Currently using a Terra Nova Super Quasar, which is great, but weighs 4.5kg! Considering most of our camps seem to be on top of mountains or at the end of long days, it's time I bought something a bit lighter.

I had originally decided on a Voyager, but I've always found them a bit cramped for 2.

Spotted a few people mention the Scarp 2. It's seems to be spot on, low weight, easy to pitch, roomy for two, reasonably priced and 4 season.

http://www.tarptent.com/scarp2.html

Has anyone used the Scarp 2 for UK use, specifically on Scottish mountains in winter or when it's blowing a hoolie?

I've not seen that type of design before and I am a little concerned how it performs in strong winds.

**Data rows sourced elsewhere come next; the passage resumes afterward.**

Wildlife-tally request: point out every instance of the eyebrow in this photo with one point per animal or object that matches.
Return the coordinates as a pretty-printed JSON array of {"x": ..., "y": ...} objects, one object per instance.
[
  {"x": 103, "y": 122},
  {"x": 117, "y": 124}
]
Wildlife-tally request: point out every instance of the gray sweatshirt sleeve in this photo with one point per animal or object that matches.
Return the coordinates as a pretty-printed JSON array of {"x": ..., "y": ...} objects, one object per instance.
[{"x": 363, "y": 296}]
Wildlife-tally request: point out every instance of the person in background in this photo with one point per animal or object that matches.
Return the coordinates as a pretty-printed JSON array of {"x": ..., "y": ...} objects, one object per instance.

I would go for the solid inner and 2 pole version.

Thanks

TMM - on 15 Mar 2013
In reply to professionalwreckhead:

I recommended the Scarp2 on the other tent thread.

I have only used the 1 man version and it has been excellent. You either use it as a single pole ultralight or with the addition of two crossing poles. I have used it with the crossing poles in snow and high winds and it was excellent.

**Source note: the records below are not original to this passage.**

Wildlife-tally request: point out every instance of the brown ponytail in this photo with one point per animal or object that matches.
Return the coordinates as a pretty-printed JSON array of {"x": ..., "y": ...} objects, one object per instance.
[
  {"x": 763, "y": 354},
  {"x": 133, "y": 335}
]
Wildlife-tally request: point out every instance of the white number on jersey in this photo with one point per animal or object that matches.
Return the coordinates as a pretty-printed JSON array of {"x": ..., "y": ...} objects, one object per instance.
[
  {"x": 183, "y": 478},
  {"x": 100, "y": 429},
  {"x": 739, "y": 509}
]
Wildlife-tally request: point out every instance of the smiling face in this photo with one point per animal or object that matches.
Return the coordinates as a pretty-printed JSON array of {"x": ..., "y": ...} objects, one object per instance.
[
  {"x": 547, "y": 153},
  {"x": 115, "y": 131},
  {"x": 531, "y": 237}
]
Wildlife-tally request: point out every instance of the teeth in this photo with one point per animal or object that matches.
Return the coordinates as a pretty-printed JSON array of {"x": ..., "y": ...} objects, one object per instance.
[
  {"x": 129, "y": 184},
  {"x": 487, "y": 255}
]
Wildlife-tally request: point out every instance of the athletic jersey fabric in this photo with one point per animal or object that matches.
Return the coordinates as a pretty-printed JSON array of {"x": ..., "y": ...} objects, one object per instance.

The pitch is drum tight and the space on offer for such a light tent is remarkable.

Have look for some user reviews on OM, mainly for the Scarp1 but there might be some 2 users now as well.
professionalwreckhead - on 15 Mar 2013
In reply to TMM:

Thanks TMM, that's really helpful.

Yes, the space is really appealing - one of the reasons I lug the Super Quasar everywhere is because the extra room is such a bonus in winter when we invariably spend longer in the tent and carry more kit.

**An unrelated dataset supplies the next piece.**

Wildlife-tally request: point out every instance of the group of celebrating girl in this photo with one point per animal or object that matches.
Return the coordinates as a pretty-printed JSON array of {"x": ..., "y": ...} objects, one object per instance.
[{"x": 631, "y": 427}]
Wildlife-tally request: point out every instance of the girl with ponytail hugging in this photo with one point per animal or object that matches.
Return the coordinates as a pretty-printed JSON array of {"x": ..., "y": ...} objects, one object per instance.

Glad to hear it pitches well, it's hard to tell from the video/pictures and obviously there is nowhere in the UK to check one out.

Is the groundsheet fairly robust or would you recommend a footprint?
monkeymark - on 15 Mar 2013
In reply to professionalwreckhead:

I have a Scarp 2 and its an awesome bit of kit. It's done plenty of nights in the lakes and a 5 night trip to Scotland in Spring but I've never particularly used it in full winter conditions.

You have to be aware that you would need to seal the seams of the tent when you get it. This means time with some turps, silicone and a paint brush, preferably outside. It also takes a while to dry after you do this so you need to keep the tent up and somewhere dry.

The groundsheet is also quite slipy so to get around this I silicones that too.

I'd definitely recommend it as a tent, it's just a pain having to silicone it first.

Mark
sbc_10 - on 15 Mar 2013
In reply to professionalwreckhead:

Maybe drop a line to the bloke who took this
http://www.ukclimbing.com/images/dbpage.html?id=194165
xplorer on 18 Mar 2013
In reply to monkeymark:

I've got a dragon fly 2 mountain equipment, it comes unsealed too, never sealed it myself and have never had any problems with water getting in.
ads.ukclimbing.com
monkeymark - on 18 Mar 2013
In reply to xplorer:
I must admit I never tried it un-sealed. Give it another year or two and I'm sure I'll get the opportunity.